Those colors — vivid and striking reds and blues and yellows — are the product of her childhood experiences.
“A lot of it came from growing up along the border next to Mexico (in Del Rio),” she said. “There were those little sprinklings of colored houses, and we’d go over there on the weekends and there would be these huge paper flowers. I was just fascinated by all the colors.”
She also has the perspective of someone who has a wide range of life experiences, and can laugh at them. Teri Evans-Palmer, one of Pankey’s colleagues at Texas State, said she has a “global sense of humor and seems to laugh at all the preening, human pretense.”
“All of her figures seem to be moving, jumping, leaping, somersaulting — restless and hurried, but yet maintaining a graceful balance,” Evans-Palmer said. “It is like lunging down the steps of football bleachers in ballet slippers with light-as-a-feather steps.”
Pankey’s distinctive style has earned her spots in galleries from South Texas to New York and beyond. One painting of a solitary — but still colorful — woman entitled “Remembering” won her the award of excellence at the Manhattan Arts International Gallery.
She even has attracted interest from overseas. The owner of a gallery in New Zealand saw one of her paintings in Austin and fell in love; Pankey wound up spending several months working at a gallery in Russell, New Zealand, on the northern tip of the South Pacific nation’s north island.
“The composition, use of color, pattern and overall technique caught me,” said Christine Aronson, director of the Just Imagine Gallery. “I have always believed that one buys art with one’s heart, and this painting took my heart.
“After purchasing the piece, I made it a point to find Jill and meet with her.”
For now, Pankey’s enthusiasm and depth of experience are populating everything she does. She jokes that if there was a job that had to do with art, she had done it, from serving as an art director at a television station to doing courtroom sketches to painting a 166-foot-long mural on a building in Corpus Christi.
Her latest adventure involves an even bigger project. She and her husband Bob, who is a professor in the Department of Health and Human Performance, recently bought a building in downtown Bryan, with plans to turn it into a gallery and a home once they have retired.

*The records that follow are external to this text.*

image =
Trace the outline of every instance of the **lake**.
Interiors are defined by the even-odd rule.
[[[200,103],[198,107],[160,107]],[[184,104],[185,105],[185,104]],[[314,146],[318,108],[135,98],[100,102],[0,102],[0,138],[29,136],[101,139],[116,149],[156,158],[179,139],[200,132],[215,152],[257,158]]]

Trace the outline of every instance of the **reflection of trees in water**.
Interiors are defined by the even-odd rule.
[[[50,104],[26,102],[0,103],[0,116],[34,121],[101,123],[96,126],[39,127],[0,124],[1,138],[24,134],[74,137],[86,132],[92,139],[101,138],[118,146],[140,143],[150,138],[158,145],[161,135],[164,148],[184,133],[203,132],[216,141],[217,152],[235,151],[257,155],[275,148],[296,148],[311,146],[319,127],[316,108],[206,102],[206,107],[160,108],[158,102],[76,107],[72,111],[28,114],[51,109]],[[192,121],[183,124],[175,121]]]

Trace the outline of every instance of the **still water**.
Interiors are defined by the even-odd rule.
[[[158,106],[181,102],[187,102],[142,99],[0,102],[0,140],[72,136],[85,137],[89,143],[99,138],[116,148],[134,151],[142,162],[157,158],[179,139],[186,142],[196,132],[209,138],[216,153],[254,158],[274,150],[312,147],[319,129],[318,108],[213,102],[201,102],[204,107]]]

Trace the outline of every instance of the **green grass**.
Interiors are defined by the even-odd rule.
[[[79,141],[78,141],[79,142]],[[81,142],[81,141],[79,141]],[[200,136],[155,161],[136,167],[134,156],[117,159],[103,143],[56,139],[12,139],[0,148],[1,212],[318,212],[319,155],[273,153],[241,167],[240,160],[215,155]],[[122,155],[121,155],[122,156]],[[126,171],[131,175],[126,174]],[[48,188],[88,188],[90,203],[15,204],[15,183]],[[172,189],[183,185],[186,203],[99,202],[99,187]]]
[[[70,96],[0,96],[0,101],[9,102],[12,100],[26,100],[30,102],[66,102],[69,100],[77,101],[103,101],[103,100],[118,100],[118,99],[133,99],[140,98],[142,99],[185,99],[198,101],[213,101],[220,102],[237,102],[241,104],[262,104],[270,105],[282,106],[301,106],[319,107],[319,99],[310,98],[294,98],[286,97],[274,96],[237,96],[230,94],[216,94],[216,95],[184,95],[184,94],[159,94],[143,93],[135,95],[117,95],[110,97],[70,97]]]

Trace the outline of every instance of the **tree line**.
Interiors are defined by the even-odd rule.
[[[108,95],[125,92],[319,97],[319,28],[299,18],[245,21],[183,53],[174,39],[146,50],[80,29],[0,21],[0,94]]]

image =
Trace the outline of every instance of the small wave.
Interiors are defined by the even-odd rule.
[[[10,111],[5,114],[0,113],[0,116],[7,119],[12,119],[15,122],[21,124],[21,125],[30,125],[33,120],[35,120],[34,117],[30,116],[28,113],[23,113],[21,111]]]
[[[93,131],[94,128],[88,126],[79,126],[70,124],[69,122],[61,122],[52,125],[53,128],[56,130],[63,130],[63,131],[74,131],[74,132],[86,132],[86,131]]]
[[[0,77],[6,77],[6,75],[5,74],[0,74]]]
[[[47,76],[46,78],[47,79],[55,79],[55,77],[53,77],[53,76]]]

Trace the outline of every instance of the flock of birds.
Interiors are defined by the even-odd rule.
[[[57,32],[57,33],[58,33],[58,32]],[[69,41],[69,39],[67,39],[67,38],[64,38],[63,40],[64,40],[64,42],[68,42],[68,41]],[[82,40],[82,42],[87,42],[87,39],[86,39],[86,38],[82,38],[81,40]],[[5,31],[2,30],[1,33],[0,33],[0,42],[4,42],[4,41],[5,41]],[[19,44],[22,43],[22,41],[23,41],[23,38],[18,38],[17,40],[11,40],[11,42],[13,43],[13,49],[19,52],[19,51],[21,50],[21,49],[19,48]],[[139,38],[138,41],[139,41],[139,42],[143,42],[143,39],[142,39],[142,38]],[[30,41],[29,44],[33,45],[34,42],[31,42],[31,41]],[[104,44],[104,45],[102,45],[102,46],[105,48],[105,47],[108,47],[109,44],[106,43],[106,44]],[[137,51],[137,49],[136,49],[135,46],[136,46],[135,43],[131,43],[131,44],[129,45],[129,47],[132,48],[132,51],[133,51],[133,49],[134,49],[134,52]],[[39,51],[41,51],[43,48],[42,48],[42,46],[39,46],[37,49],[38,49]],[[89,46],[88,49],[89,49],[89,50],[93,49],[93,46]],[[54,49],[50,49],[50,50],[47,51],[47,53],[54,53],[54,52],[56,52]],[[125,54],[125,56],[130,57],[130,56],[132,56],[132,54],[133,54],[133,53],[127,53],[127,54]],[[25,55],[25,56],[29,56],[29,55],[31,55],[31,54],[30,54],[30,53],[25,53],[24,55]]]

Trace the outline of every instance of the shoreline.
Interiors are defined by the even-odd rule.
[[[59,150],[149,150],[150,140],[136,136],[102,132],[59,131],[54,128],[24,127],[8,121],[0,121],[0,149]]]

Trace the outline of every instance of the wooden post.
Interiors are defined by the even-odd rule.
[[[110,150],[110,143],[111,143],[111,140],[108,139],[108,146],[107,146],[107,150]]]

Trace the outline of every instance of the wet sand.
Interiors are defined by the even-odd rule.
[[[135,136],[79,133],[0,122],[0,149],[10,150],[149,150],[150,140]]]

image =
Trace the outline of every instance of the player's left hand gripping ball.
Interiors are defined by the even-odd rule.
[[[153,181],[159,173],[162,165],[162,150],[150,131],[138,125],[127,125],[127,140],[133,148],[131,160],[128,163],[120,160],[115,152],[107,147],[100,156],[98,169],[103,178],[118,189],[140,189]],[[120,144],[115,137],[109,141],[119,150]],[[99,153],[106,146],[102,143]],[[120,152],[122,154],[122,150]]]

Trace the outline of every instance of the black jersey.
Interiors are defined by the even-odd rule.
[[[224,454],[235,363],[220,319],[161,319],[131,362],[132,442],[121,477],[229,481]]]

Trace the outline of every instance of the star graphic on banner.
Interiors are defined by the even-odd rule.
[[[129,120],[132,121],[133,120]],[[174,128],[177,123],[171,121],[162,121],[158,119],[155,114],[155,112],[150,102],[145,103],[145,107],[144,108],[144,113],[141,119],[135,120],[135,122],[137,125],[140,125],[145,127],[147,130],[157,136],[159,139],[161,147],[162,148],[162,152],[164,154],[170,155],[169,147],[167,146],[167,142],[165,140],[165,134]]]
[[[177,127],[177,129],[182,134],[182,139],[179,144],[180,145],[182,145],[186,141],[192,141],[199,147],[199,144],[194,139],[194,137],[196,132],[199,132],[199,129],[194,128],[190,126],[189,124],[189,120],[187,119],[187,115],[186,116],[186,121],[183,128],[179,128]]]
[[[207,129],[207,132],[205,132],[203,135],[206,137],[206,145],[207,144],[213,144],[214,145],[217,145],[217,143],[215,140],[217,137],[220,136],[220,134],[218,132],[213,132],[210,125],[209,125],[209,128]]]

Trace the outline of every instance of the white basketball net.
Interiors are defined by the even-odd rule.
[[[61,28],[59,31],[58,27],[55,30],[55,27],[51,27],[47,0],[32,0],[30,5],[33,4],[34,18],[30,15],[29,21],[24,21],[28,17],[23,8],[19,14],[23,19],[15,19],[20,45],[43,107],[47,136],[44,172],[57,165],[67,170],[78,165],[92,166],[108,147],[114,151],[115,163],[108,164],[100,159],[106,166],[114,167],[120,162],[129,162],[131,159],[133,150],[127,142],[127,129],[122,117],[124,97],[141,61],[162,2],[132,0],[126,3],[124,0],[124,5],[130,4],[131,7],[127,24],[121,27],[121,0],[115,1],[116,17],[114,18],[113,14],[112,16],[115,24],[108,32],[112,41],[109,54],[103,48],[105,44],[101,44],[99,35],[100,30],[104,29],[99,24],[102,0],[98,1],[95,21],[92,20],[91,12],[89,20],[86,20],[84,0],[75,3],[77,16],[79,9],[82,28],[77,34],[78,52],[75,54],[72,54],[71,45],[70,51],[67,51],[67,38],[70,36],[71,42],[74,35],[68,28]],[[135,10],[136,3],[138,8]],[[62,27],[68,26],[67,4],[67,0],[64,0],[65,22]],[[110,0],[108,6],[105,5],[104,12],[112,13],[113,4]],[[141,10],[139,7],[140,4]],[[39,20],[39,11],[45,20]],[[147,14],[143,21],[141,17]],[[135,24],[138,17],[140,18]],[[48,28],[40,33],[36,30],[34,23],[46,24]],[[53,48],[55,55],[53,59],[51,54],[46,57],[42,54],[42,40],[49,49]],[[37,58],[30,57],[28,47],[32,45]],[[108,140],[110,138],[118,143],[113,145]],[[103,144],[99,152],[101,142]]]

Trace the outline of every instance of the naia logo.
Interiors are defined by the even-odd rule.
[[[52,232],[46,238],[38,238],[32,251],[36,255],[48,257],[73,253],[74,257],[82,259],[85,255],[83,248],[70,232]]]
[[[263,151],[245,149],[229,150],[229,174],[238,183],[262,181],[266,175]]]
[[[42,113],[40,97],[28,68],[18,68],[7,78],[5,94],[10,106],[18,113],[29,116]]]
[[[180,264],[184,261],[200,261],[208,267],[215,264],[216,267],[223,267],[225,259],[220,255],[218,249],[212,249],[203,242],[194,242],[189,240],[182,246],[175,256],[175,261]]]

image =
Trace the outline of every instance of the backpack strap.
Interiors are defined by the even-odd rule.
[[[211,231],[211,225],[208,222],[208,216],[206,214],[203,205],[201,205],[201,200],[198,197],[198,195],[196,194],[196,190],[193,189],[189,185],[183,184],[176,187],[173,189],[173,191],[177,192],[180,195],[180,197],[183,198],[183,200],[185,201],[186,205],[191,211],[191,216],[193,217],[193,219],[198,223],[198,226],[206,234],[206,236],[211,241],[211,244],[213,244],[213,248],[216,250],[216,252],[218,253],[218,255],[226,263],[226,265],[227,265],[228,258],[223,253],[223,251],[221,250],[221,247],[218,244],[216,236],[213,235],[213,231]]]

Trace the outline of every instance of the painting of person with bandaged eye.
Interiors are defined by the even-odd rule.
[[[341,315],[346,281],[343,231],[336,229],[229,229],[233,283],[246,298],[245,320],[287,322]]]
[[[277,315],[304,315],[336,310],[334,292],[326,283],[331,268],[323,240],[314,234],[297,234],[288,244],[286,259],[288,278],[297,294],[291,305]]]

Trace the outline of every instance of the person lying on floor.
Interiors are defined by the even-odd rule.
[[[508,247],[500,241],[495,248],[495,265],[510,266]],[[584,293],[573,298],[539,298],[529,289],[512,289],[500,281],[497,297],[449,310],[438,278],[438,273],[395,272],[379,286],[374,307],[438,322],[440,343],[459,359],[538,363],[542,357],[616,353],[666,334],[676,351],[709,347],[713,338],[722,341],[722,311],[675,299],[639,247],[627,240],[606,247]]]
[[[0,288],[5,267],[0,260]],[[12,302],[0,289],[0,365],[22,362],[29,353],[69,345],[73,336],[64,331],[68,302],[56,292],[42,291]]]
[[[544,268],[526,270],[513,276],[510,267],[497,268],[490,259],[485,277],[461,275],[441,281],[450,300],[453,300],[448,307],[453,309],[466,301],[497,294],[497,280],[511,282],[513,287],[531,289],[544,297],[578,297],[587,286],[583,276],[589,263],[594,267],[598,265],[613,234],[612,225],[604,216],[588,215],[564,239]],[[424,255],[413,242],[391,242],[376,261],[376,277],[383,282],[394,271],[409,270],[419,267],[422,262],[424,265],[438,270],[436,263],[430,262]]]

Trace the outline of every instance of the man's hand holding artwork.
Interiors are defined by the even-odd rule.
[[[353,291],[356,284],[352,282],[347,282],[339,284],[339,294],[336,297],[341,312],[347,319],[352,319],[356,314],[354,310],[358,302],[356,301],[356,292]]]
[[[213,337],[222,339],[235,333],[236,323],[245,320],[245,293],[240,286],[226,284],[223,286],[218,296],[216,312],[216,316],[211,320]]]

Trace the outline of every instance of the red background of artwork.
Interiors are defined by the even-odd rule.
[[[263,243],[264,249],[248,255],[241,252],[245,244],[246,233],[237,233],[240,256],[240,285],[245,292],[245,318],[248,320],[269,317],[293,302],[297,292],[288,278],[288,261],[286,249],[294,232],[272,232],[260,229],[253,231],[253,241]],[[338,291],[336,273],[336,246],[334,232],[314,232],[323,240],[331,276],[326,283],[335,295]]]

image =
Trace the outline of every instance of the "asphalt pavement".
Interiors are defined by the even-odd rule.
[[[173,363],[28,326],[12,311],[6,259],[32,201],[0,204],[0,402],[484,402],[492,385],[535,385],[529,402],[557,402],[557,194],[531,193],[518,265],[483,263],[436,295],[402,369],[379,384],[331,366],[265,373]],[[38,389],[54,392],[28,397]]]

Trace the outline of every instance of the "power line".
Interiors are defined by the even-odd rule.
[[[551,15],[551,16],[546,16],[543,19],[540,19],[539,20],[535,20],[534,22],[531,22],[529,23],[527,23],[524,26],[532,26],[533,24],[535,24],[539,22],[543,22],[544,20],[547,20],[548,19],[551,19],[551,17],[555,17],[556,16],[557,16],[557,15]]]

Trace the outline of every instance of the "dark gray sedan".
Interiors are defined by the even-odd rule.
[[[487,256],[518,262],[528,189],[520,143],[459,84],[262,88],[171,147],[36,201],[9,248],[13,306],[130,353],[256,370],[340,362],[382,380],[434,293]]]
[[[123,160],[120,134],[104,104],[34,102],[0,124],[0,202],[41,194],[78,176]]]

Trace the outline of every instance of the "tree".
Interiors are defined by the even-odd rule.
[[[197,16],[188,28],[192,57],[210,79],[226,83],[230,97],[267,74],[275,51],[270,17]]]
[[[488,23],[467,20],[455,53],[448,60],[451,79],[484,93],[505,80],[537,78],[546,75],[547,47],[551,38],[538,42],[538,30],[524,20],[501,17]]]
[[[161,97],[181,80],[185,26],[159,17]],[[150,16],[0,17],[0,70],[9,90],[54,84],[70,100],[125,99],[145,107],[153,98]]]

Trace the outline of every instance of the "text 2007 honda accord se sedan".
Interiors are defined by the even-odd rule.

Pankey earned a master’s in interdisciplinary studies at Texas A&M-Corpus Christi in 1992, then returned to college eight years later to work on a master of fine arts degree at UTSA. She has been at Texas State since she earned her MFA in 2002, working part-time at first and then going full time in 2007.
“This is the only thing I’ve really wanted to do,” she said of art. “I’ve never really cared about any other job. The only thing I can compare it to is eating and sleeping. It’s kind of part of my soul.”
Her students and her colleagues can see that every day. “We paint what we know, what we feel and what we dream,” Evans-Palmer said. “Jill’s work reflects her story.”